We have just had a funny experience that I must tell you about, while I wait for my bread. Did you ever notice the first meeting of two strange beekeepers? I have, often, and it is most curious how little it takes to get them around to bees. Then! Bing! Something happens! Some small cord is freed in each man’s bosom that reaches out and wraps itself about the other fellow’s heart, and draws those two close together. I have never known it to fail. The secret bond between beekeepers makes them bosom friends at once, and the stream of conversation begins to flow. It would flow on forever, I’m sure, were it not for beekeepers’ wives, who have a way of announcing meals or bedtime.
Rob is always delighted to see a “brother” come up our lane and he always keeps him as long as possible. I know exactly the trend of the river of bee-talk with all its ramifications and branches and I must say that I enjoy it, and join in occasionally, too. They always begin with the last season’s crop – why it was large or small – what it was in other parts of the country – then comes the honey-flow and the weather during it, then to sources of nectar. After that they compare strains of bees, warm up to methods of wintering, queen-rearing and disease. By this time day is waning and supper interrupts. The visitor tries to be polite and inquires about the children’s school, but his mind is always on bees and he will probably interrupt my reply by turning to Rob with “Oh! By the way, did I tell you that I am trying out a new winter case?” It is so hopeless that we let him go and the stream wanders back to its accustomed bed. After supper they discuss the last national convention, then to personalities, find mutual beekeeping friends, until I go to bed. (They never notice my slipping out for they have begun on the relative merits of comb and extracted honey and that is an endless subject!) I hear the drone of their voices until I sleep, and in the morning when I say accusingly to Rob, “What time did you come to bed?” he always replies in a shamefaced way, “Oh! About half-past.”
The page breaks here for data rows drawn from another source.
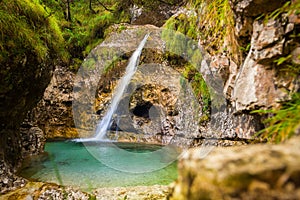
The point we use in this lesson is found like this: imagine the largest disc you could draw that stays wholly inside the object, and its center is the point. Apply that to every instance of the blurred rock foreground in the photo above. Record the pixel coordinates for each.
(258, 171)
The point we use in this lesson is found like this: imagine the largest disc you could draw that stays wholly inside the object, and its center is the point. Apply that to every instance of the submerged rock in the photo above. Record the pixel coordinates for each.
(157, 192)
(262, 171)
(45, 191)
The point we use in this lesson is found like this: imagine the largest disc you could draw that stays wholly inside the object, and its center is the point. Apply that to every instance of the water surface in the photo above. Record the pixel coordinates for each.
(72, 164)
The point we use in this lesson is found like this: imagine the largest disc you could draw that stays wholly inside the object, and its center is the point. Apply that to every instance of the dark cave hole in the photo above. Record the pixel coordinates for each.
(142, 110)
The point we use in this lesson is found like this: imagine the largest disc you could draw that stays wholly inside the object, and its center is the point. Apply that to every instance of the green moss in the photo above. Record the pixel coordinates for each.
(282, 122)
(25, 25)
(211, 21)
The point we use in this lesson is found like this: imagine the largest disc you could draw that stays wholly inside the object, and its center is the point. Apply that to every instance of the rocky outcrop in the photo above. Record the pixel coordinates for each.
(43, 191)
(153, 12)
(22, 85)
(228, 173)
(157, 103)
(256, 82)
(53, 114)
(259, 76)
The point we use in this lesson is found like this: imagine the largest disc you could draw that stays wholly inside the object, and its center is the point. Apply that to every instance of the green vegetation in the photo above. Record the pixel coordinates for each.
(199, 88)
(288, 8)
(283, 122)
(26, 26)
(89, 20)
(210, 21)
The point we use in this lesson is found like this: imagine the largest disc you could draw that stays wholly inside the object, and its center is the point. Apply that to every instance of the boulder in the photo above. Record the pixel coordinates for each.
(262, 171)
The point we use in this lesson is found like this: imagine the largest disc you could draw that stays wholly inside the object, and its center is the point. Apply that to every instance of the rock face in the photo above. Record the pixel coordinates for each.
(258, 82)
(43, 191)
(153, 12)
(22, 84)
(228, 173)
(53, 113)
(157, 103)
(259, 73)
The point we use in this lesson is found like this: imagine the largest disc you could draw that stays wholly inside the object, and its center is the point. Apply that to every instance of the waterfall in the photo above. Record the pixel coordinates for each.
(104, 124)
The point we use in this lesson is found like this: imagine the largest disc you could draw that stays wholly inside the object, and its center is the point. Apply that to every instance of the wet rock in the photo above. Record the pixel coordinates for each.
(158, 192)
(258, 77)
(153, 12)
(53, 114)
(45, 191)
(244, 172)
(8, 180)
(245, 13)
(33, 141)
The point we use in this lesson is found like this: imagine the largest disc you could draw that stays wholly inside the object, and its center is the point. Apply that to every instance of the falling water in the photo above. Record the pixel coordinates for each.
(104, 124)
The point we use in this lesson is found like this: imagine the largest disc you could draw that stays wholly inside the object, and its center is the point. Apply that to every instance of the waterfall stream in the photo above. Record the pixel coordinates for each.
(104, 124)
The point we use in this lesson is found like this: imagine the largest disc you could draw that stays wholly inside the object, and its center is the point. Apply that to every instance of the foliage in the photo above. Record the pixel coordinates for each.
(86, 30)
(283, 122)
(211, 21)
(199, 88)
(288, 8)
(26, 26)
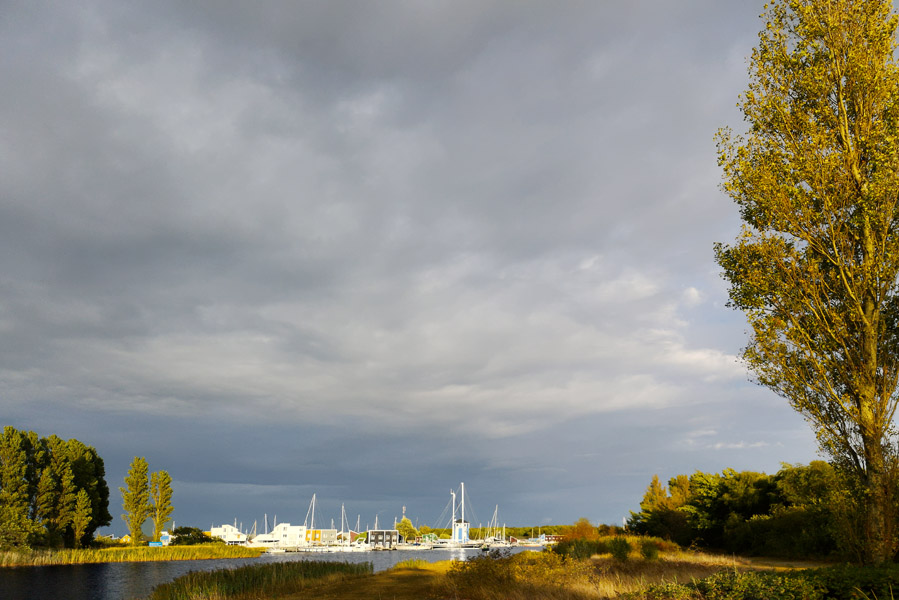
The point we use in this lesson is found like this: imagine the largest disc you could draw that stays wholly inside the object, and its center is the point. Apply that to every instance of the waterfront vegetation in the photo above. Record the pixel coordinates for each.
(674, 574)
(258, 581)
(34, 558)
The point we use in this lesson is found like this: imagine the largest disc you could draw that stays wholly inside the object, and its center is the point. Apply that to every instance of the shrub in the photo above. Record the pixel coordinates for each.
(649, 549)
(728, 585)
(580, 548)
(620, 548)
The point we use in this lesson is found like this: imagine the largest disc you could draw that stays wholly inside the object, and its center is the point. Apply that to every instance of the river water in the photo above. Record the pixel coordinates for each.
(131, 581)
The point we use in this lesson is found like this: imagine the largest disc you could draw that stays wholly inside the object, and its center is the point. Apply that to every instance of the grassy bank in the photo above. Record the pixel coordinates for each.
(259, 581)
(34, 558)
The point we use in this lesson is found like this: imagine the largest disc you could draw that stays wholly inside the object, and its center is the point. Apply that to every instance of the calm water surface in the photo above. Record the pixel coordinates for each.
(130, 581)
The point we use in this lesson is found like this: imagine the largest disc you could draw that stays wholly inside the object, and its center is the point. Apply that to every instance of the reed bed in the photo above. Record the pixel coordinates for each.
(549, 576)
(35, 558)
(257, 581)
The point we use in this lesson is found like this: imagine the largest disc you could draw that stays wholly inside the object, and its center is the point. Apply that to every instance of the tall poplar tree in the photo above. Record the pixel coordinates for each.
(815, 269)
(161, 493)
(136, 498)
(82, 516)
(15, 523)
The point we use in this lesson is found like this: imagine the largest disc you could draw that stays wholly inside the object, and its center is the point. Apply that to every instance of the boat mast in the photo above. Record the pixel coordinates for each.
(453, 522)
(463, 503)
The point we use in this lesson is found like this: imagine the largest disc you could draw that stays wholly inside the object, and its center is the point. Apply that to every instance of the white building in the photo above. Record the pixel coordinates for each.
(284, 535)
(229, 533)
(460, 531)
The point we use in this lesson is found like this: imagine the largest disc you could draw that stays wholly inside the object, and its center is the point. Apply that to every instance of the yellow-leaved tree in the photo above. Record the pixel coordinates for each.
(816, 177)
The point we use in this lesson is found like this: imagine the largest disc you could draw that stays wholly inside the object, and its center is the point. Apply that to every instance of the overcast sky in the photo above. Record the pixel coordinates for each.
(370, 250)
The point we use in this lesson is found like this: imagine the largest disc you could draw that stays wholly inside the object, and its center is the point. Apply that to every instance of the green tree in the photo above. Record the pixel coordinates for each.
(815, 270)
(56, 493)
(161, 493)
(82, 516)
(89, 475)
(16, 525)
(407, 530)
(136, 498)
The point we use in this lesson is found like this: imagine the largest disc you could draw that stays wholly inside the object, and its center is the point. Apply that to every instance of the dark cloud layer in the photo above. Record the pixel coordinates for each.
(370, 250)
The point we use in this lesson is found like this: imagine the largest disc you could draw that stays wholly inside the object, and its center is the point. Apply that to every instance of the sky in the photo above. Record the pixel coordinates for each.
(371, 250)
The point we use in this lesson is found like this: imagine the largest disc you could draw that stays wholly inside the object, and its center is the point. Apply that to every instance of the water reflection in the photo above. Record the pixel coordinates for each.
(131, 581)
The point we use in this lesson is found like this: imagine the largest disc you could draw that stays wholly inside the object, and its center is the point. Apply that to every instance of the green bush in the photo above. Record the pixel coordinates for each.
(728, 585)
(833, 583)
(619, 548)
(580, 548)
(649, 549)
(260, 580)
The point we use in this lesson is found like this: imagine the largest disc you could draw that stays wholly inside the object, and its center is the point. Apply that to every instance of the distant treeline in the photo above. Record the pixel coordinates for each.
(53, 492)
(801, 511)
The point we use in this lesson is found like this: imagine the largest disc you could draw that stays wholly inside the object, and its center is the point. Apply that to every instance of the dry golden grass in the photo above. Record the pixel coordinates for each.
(124, 554)
(534, 576)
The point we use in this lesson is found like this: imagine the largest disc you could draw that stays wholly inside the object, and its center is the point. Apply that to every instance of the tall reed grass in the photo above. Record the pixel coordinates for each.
(257, 581)
(34, 558)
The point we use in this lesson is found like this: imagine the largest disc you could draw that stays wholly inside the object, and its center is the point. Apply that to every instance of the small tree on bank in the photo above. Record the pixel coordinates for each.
(161, 510)
(136, 498)
(815, 269)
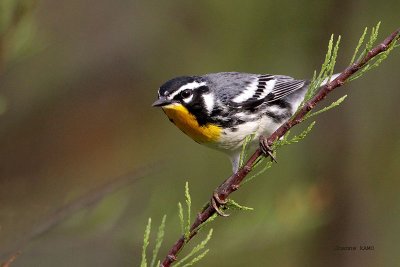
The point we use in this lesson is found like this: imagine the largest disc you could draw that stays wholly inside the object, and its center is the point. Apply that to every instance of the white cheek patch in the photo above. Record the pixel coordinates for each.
(192, 85)
(209, 101)
(187, 100)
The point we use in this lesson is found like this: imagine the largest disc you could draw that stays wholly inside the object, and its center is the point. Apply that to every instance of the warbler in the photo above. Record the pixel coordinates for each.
(220, 109)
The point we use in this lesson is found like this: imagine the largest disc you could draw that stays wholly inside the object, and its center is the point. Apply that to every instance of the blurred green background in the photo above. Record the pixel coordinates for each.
(85, 160)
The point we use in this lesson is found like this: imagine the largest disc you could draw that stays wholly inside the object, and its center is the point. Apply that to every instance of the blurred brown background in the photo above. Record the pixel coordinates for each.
(85, 160)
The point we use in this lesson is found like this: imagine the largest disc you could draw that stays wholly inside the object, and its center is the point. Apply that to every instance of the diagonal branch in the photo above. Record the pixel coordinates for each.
(232, 183)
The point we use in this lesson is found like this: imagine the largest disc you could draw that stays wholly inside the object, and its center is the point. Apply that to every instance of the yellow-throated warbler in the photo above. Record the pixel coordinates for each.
(220, 109)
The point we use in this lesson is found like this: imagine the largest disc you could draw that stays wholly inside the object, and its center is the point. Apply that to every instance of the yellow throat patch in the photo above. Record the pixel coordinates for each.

What I began to tell you was that last week an odd-looking man with a heavy, black beard and slouch hat came to the door to inquire his way and Rob stood talking to him for a few minutes. Then they sat in the steps and talked more, and I gathered from what I heard that he was a beekeeper. Soon Rob came into the kitchen and said, “Put on an extra plate. Mr. Samson will stay to supper.” I whispered, “Why, Rob, you don’t know a thing about that man. He may be a robber or a murderer, for all you know.”
“Well. I know he is a beekeeper,” Rob replied, and that settled it. Come to think of it, beekeepers as a whole are about as respectable and honest a group of men as you can find. I noticed at the State Convention how few of them smoked, and I know of many clergymen who keep bees. In foreign bee journals you will often see articles signed “Abbe ___________” or “Pastor ________,” so I believe that is the case in other countries, too.
The strange Mr. Samson did stay to supper, and not only that, but over night! I put him in the guest room, much against my wishes, but I put the silver spoons under our bed. I’ll trust bee-men pretty far, but not to the extent of leaving my silver downstairs. Our guest seemed very grateful for our hospitality and went off the next morning, he and Rob the best of friends. I couldn’t feel just right toward him because of his brigand-looking beard, I think; but this morning the nicest letter came from him engraved “Beechwood Apiaries” and with it was a little bank shaped like a bee-hive for Billy, with a five dollar gold piece in it! I’ll never suspect a beekeeper again of trying to steal my silver spoons!
I will write again this month, but let me say that one of my New Year’s resolutions is to be that I shall not mention bees to you in my letters, for I know you must be tired of them! My bread is riz, and I fly!